The Best of Both Worlds: Accurate Global and Personalized Models through Federated Learning with Data-Free Hyper-Knowledge Distillation
This addresses the challenge of training accurate models in federated learning with heterogeneous data, offering a solution that benefits both global and personalized models without typical trade-offs, though it is incremental as it builds on existing knowledge distillation techniques.
The paper tackles the problem of data heterogeneity in federated learning, which limits global model performance, by proposing FedHKD, a method that uses hyper-knowledge distillation to improve both personalized and global model accuracy without needing a public dataset or generative model, achieving significant performance gains over state-of-the-art methods in experiments on visual datasets.
Heterogeneity of data distributed across clients limits the performance of global models trained through federated learning, especially in the settings with highly imbalanced class distributions of local datasets. In recent years, personalized federated learning (pFL) has emerged as a potential solution to the challenges presented by heterogeneous data. However, existing pFL methods typically enhance performance of local models at the expense of the global model's accuracy. We propose FedHKD (Federated Hyper-Knowledge Distillation), a novel FL algorithm in which clients rely on knowledge distillation (KD) to train local models.
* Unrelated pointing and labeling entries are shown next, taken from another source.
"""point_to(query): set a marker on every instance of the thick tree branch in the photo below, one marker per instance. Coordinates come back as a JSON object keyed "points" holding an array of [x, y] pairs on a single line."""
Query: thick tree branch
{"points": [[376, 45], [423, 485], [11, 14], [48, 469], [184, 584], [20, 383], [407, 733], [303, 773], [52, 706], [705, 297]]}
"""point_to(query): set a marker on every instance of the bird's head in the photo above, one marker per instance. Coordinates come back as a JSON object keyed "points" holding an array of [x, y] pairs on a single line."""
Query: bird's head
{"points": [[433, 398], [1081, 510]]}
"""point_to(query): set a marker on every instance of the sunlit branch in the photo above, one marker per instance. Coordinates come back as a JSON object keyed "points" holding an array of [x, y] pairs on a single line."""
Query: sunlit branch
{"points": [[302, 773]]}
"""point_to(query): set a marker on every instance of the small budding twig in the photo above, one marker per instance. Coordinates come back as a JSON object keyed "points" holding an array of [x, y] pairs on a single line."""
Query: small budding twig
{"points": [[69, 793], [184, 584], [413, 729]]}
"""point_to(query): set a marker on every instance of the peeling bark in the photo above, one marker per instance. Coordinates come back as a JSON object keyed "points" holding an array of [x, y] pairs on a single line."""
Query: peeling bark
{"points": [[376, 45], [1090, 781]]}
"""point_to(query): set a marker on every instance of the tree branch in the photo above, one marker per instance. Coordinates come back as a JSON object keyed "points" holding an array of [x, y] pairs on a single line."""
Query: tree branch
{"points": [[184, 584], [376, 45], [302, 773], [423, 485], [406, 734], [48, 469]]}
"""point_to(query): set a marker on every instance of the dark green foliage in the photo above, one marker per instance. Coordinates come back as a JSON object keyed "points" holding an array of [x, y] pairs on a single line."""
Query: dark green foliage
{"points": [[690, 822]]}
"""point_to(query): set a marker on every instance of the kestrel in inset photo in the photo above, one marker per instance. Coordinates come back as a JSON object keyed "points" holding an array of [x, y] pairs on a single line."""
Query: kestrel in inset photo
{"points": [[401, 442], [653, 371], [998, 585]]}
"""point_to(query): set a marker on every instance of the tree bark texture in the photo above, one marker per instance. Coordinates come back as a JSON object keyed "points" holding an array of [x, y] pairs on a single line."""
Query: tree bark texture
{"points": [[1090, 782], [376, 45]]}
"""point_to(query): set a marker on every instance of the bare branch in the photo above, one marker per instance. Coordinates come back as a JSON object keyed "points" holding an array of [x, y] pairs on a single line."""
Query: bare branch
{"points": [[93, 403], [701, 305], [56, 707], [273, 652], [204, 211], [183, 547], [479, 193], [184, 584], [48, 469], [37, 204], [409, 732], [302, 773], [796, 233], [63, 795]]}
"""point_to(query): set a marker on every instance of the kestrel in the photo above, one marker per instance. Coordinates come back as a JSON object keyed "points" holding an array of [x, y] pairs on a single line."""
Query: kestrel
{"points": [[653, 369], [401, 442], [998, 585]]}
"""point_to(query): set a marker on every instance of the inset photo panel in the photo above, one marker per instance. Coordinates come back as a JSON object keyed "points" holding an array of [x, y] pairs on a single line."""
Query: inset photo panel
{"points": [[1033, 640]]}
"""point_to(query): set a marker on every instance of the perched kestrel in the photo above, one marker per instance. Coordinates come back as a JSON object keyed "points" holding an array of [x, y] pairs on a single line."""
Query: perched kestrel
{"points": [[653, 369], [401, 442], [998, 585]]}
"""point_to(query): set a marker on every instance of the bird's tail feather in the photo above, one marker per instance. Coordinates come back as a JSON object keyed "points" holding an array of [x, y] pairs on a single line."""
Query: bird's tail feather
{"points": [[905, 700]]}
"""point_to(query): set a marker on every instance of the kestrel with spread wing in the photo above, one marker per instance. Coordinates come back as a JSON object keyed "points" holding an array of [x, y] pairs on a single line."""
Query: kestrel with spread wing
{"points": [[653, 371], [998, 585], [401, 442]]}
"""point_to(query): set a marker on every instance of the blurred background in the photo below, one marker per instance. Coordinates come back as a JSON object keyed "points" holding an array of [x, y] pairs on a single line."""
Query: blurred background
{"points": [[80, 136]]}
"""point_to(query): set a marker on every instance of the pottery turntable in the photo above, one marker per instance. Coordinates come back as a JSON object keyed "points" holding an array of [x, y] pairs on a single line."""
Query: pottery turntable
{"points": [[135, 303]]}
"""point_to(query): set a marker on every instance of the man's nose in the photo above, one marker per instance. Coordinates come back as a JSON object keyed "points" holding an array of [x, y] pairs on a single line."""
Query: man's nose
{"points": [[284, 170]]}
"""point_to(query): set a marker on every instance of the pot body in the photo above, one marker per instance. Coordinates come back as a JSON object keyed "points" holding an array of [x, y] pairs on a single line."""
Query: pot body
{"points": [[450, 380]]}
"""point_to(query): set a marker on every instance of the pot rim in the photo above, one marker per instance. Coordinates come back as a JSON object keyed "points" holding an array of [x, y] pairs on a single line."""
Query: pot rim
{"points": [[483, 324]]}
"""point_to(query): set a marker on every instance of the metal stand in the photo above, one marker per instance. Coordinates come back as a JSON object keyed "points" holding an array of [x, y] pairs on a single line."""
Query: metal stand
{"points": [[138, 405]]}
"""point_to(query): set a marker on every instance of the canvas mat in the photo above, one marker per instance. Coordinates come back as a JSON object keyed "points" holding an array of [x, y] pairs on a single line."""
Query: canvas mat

In particular, each client extracts and sends to the server the means of local data representations and the corresponding soft predictions -- information that we refer to as ``hyper-knowledge". The server aggregates this information and broadcasts it to the clients in support of local training. Notably, unlike other KD-based pFL methods, FedHKD does not rely on a public dataset nor it deploys a generative model at the server. We analyze convergence of FedHKD and conduct extensive experiments on visual datasets in a variety of scenarios, demonstrating that FedHKD provides significant improvement in both personalized as well as global model performance compared to state-of-the-art FL methods designed for heterogeneous data settings.